At offset 12 we had a pointer to offset for Class A in the Global Interface Map. Then to access the specific Interface Table we had a fixed offset at +48. The address there was pointing back to the beginning of the Interface Map for the speficic interface in our own Method Table. As the order of the methods for the interface is fixed we can use offset for the specific method slot.
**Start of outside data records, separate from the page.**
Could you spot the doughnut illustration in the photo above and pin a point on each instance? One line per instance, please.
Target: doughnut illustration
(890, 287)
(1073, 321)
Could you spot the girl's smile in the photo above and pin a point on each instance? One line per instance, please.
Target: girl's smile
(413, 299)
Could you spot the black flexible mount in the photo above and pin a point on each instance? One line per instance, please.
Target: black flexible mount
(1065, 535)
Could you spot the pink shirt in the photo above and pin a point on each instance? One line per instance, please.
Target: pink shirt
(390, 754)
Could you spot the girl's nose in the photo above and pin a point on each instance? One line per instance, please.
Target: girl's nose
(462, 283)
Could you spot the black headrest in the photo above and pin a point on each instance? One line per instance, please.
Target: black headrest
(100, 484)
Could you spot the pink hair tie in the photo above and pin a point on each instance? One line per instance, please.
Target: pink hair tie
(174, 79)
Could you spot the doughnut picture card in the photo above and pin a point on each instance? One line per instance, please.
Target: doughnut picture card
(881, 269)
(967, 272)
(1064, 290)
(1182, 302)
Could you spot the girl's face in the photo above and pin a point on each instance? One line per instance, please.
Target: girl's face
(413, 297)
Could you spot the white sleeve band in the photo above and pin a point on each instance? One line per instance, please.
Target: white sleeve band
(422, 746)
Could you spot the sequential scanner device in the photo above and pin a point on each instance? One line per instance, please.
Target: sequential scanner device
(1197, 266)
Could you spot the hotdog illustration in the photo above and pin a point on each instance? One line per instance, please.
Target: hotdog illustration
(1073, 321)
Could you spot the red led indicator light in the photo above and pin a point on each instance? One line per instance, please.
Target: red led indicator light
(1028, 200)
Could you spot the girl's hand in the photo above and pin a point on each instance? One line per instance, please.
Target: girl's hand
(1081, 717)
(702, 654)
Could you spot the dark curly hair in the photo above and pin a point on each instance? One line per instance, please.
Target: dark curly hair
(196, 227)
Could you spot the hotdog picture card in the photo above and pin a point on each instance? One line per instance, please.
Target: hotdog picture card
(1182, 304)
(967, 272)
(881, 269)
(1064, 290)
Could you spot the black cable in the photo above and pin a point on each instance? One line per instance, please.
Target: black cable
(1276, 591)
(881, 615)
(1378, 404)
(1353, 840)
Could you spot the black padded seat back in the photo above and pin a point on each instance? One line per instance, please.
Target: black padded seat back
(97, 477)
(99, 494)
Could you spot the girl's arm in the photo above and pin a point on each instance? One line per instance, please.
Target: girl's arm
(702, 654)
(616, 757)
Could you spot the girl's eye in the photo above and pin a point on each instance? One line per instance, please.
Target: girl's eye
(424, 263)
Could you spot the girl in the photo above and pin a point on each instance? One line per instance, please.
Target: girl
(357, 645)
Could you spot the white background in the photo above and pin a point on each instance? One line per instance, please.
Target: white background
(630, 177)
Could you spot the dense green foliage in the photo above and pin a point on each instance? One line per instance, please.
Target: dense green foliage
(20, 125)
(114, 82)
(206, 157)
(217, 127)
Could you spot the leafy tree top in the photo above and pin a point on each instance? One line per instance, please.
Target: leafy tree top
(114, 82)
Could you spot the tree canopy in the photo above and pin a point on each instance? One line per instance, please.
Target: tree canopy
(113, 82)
The above assembly would work without walking any hierarchies just by dereferencing and relying on a large matrix class x interface.

This also is shown in Figure 9 from the 2005 Article about the .NET CLR Internals

Another confirmation for this is the following paragraph from "Essential .NET, Vol. 1 The common language runtime" by Don Box and Chris Sells (2002):

the interface offset table is an array of offsets into the type's method table. There is one entry in this table for every interface type that has been initialized by the CLR independent of whether or not the type supports the interface. As the CLR initializes interface types, it assigns them a zero-based index into this table. When the CLR initializes a concrete type, the CLR allocates a new interface offset table for the type. The interface offset table will be sparsely populated, but it must be at least as long as the index of any of its declared interfaces. When the CLR initializes a concrete type, the CLR populates its interface offset table by storing the appropriate method table offsets into the entries for supported interfaces. Because the CLR's verifier ensures that interface-based references refer only to objects that support the declared type, interface offset table entries for unsupported interfaces are never used and their contents are immaterial.